Serbian co-writer/director Ivana Mladenović’s Ivana the Terrible (seen at this year’s American Film Institute film festival) is many things, but one thing it most definitely is not is a sequel to Sergei Eisenstein’s 1940s Ivan the Terrible, Parts I and II. The cinematic style of this funny semi-autobiographical film is interesting in that Ivana plays a version of herself, as do her mother, father, grandmother and others in a mostly nonprofessional cast. Ms. Mladenović also relates that most of the events depicted onscreen actually happened to her. So Terrible is a hybrid movie, combining elements of documentary and fiction filmmaking.

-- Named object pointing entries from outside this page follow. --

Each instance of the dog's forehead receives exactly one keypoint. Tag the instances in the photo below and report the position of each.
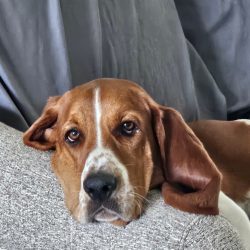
(113, 94)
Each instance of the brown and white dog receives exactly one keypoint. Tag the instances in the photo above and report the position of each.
(113, 143)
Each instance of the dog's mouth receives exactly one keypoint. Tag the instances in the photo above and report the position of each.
(105, 215)
(106, 212)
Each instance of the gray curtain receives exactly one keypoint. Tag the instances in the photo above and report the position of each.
(50, 46)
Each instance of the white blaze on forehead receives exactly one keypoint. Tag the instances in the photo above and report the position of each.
(98, 113)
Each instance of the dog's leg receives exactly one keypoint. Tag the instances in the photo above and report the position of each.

Onscreen (and I guess offscreen) Ivana is from Kladovo, a small town on the Serbian-Romanian border. She moves to Bucharest, Romania, where she studies filmmaking and becomes an actress and director. In doing so Ivana turns into a local celebrity, the most famous living person from her hometown. But suffering from some unknown, undiagnosed ailment, when she returns to where she grew up Ivana finds out, like Thomas Wolfe before her, that “You Can’t Go Home Again.”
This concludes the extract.